Uno de los ejes centrales del decreto apunta a corregir una diferencia regulatoria que, según los considerandos de la norma, perjudicaba a la producción nacional: hasta ahora, se permitía importar alimentos terminados elaborados con determinados insumos, mientras esos mismos ingredientes no podían ser utilizados por fabricantes argentinos sin atravesar largos procesos de aprobación.
Con la reforma, los alimentos, aditivos, coadyuvantes de tecnología, ingredientes y envases certificados por los países incluidos en el listado reconocido por Argentina —o que apliquen las normas del Codex Alimentarius— quedan exceptuados de la incorporación previa al Código Alimentario.
Solo deberán presentar la declaración jurada de importación correspondiente, sin que la autoridad sanitaria pueda pedir requisitos adicionales.
Plazos para autorizar productos
El decreto también fija plazos concretos para la administración pública. Las autoridades sanitarias tendrán 30 días para expedirse sobre una solicitud de autorización de un producto; si ese plazo se vence, la empresa podrá comercializarlo igualmente con el número de trámite, mientras el organismo se reserva la posibilidad de inspeccionar y tomar muestras.
Para los pedidos de incorporación de nuevos ingredientes, aditivos o procedimientos de elaboración similares a los ya importados, el plazo máximo pasa a ser de 60 días corridos.

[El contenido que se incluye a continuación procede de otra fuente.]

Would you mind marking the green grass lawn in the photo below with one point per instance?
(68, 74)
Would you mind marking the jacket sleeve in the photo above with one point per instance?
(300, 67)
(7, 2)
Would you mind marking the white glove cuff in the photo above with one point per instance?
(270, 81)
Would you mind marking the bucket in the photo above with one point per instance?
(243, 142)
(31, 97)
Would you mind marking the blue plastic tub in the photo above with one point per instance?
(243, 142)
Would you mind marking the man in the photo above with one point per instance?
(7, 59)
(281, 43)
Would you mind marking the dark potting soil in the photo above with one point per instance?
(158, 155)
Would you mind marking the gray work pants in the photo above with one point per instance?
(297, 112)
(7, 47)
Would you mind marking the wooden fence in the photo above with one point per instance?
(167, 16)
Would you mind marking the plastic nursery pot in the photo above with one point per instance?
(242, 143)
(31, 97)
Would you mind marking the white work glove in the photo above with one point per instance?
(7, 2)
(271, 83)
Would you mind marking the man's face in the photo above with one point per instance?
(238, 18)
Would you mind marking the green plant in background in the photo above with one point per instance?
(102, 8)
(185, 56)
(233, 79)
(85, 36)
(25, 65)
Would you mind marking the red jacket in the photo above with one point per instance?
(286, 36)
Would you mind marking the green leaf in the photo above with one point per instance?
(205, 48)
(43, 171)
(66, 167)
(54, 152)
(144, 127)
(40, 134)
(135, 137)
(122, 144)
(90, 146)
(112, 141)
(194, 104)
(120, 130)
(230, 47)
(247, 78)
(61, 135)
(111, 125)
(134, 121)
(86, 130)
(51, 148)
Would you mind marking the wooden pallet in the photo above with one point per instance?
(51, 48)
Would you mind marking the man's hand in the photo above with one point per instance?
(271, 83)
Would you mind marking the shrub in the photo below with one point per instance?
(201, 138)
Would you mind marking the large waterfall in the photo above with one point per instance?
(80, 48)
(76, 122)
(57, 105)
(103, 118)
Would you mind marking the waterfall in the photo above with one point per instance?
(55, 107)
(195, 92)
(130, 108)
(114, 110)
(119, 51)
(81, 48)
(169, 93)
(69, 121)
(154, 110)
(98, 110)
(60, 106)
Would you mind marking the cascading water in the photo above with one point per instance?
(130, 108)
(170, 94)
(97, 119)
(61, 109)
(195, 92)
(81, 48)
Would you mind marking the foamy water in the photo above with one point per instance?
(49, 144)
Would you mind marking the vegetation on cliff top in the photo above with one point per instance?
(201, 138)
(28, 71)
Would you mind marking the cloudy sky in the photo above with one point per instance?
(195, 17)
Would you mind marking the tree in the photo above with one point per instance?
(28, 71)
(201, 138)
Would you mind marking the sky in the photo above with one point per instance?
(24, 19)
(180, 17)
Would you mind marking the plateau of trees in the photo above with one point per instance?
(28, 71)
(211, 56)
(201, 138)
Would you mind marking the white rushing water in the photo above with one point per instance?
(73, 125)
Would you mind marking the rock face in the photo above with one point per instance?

Nuevas reglas para las exportaciones
En sentido inverso, la norma establece que los productos destinados a la exportación deberán cumplir únicamente los requisitos que exija el país comprador, sin que la autoridad sanitaria nacional pueda imponer condiciones adicionales. El exportador podrá pedir los certificados que necesite cuando el destino lo requiera.
El Ejecutivo argumentó que los cambios apuntaron a facilitar la importación, exportación y comercialización de alimentos y reducir costos regulatorios. Sin embargo, la normativa mantuvo las facultades estatales de fiscalización y control vinculadas con la protección sanitaria.
El Senasa, con más poder operativo
El otro gran cambio estructural es el fortalecimiento del Senasa como autoridad de aplicación.
A partir de ahora, el organismo concentrará:
- El registro de productos y establecimientos.
- La fiscalización higiénico-sanitaria.
- Las inspecciones.
- La administración de la Base Única de Datos.
- La aplicación de sanciones por infracciones al Código Alimentario.
Controles preventivos, pero acotados
Pese a la simplificación, el decreto mantiene la posibilidad de que la autoridad sanitaria exija controles previos al ingreso a plaza cuando haya razones fundadas de riesgo para la salud humana, animal o vegetal, o cuando se detecten signos de deterioro o inconsistencias documentales al momento de la importación.
Otro cambio con impacto más directo en los trabajadores del sector es que los carnets de manipulación de alimentos dejarán de tener vencimiento una vez otorgados, aunque mantendrán validez en todo el país y seguirán a cargo de las autoridades sanitarias competentes.